Sydney’s appearance at the table prevented Maggie from chastising herself further. When Sydney plopped into the chair across from her, Maggie stole a peek at her fingernails, eight of which looked like they had been painted the color of the red-violet Crayon. The other two reminded Maggie of the violet-red Crayon.
“Thanks for coming to talk to me again,” Maggie said.
“No problem. I’ll do anything I can do to help find my Jay.”
Maggie cleared her throat. “Sydney, I spoke to Jay’s mom, Belinda.”
Sydney laced the fingers of her hands together and laid them on the front of her oversized University of Kentucky hoodie. “How is she?”
“As good as can be expected, I guess. Anyway, she told me something interesting about you and Jay. She told me Jay had broken up with you.”
Maggie noticed Sydney squeezing her hands together. Her red-violet and violet-red nails dug into her skin. “That’s what he told her? That he broke up with me? Well, it’s not true. I broke up with him.”
“Regardless of who broke up with whom, why didn’t you tell me you were no longer together? You just said you’d do anything to help find your Jay, but you kept something very important from me.”
“Our breakup has nothing to do with Jay’s disappearance.” When Maggie raised her eyebrows, Sydney said, “It doesn’t.”
“Then why hide the truth?”
Sydney relaxed her fingers. “Because it’s so embarrassing.”
“I know you’re young, Sydney, but in a few years, you’ll realize that your boyfriend breaking up with you isn’t always the worst thing in the world.”
Sydney pulled her hands apart and slapped the table with them. “That’s not it. You’re not listening. I told you, I broke up with him. And it’s embarrassing because why I broke up with him. I caught him with someone else.”
“Oh,” Maggie said. “I didn’t see that coming.”
“Neither did I. It was my dumb luck that I saw them together that day. They were in the parking garage. The parking garage in the middle of the day. How trashy.”
“Stop.” Maggie held up her hand. “When you say ‘together’ and in the ‘parking garage in the middle of the day,’ what do you mean?”
“Exactly what you think I mean.”
Maggie’s mind returned to various parking garages she had utilized during her life. She scrunched her face in disgust when she considered the activities that might have occurred in the parking spots next to her car.
“I know.” Sydney pulled the hood of her sweatshirt over her head and squeezed together the strings until she resembled a baby swaddled in a blanket. “Right? I mean, get a room.”
“Yeah, I think there should be an age limit for rendezvousing in public. Doing so in the daylight is just wrong no matter your age. Nobody needs to be subjected to that.”
“Tell me about it. I still remember it like it happened this morning.

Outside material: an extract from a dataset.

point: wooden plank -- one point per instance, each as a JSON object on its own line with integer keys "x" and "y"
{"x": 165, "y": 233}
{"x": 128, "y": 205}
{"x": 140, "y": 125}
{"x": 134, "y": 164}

I had a test that day and when I drove from the top level of the garage, I was going over the test in my mind. You know, to figure out how I did. And that’s when I saw his truck pulled into a parking spot in the corner. And then I saw her. I stopped in the middle of the garage and confronted them. I broke up with him right then and there. It’s bad enough that he cheated, but why did he have to do it with an old, fat married woman?”
Maggie, who had been visualizing the events as described to her, suddenly imagined Jay enjoying an afternoon assignation in public with a morbidly obese woman her mother’s age. “How old?”

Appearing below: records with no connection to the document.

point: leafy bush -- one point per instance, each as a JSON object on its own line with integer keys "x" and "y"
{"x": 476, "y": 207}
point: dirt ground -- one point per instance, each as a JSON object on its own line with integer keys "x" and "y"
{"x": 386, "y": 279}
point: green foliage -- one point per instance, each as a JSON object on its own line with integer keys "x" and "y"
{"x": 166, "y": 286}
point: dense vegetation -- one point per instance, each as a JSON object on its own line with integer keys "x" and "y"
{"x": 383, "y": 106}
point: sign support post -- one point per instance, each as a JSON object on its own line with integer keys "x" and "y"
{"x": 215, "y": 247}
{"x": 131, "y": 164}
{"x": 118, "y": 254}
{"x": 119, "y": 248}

“Oh, at least thirty-four, thirty-five.”
“Well,” Maggie laughed, “that is old-er.”
“Believe me, it gets even worse.”
“Worse than fat and old and married?” Maggie asked.

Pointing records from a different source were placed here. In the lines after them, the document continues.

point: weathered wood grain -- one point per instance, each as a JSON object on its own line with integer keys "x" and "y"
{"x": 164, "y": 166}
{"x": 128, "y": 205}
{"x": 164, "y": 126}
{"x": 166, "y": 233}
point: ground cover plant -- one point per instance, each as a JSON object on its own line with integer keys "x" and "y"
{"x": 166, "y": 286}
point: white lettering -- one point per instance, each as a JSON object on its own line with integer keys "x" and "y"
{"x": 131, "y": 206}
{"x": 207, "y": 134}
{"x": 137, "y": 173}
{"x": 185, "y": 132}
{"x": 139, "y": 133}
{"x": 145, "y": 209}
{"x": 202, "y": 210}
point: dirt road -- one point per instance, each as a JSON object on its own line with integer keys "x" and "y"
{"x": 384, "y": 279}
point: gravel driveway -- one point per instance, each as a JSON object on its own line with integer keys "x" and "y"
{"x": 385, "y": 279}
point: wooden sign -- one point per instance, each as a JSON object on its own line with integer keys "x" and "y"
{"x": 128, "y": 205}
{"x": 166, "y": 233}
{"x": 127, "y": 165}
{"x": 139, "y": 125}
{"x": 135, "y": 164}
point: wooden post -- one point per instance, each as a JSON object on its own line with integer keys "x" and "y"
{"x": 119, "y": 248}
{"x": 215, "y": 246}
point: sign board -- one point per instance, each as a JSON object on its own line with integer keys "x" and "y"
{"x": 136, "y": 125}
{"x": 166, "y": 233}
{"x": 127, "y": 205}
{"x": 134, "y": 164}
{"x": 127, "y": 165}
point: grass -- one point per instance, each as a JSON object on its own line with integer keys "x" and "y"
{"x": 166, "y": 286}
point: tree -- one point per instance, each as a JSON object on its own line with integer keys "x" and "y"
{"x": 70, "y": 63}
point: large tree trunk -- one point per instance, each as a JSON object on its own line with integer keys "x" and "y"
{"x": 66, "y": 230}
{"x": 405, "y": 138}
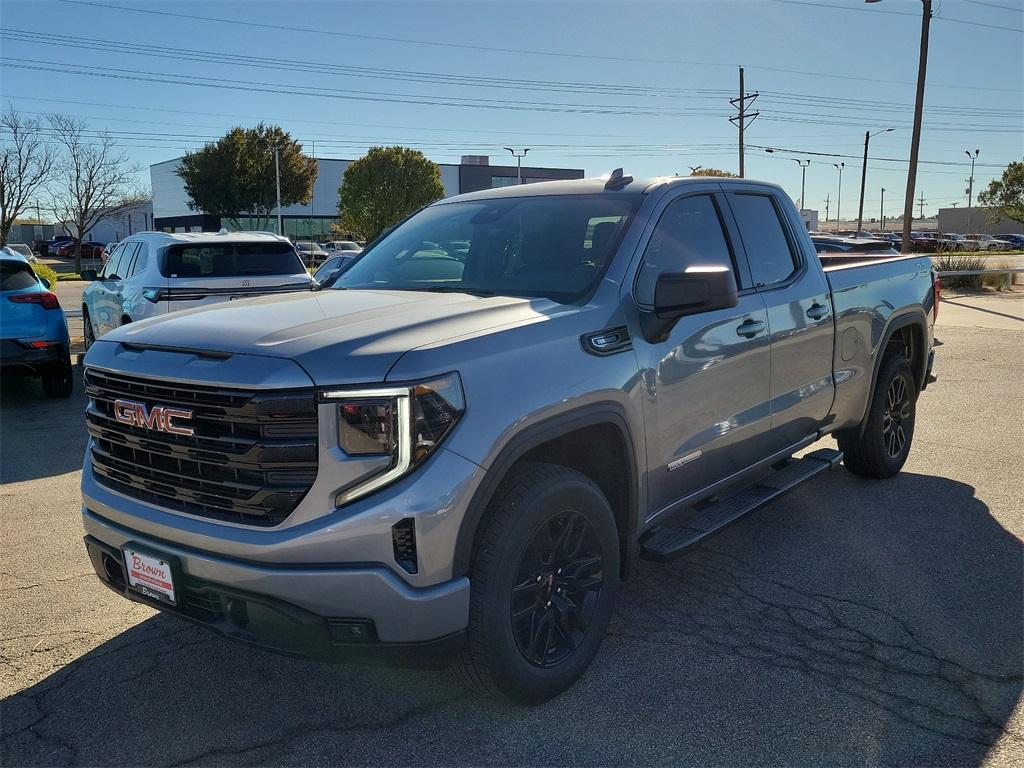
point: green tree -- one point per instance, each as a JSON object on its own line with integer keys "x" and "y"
{"x": 236, "y": 177}
{"x": 384, "y": 186}
{"x": 713, "y": 172}
{"x": 1006, "y": 196}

“Uh-huh. I know her. She works here at the college. She’s a secretary. I did my work study in that office last year.”
That’s convenient for me, Maggie thought. After learning in which department the other woman, who Sydney named as Gina worked, she said, “Sydney, if there’s anything else you haven’t told me, now is the time to do so.”
“There’s nothing else. I saw him with that old fattie, I broke up with him, and I heard a few days later that he had disappeared. Hey, don’t look at me like that. I didn’t do anything wrong.”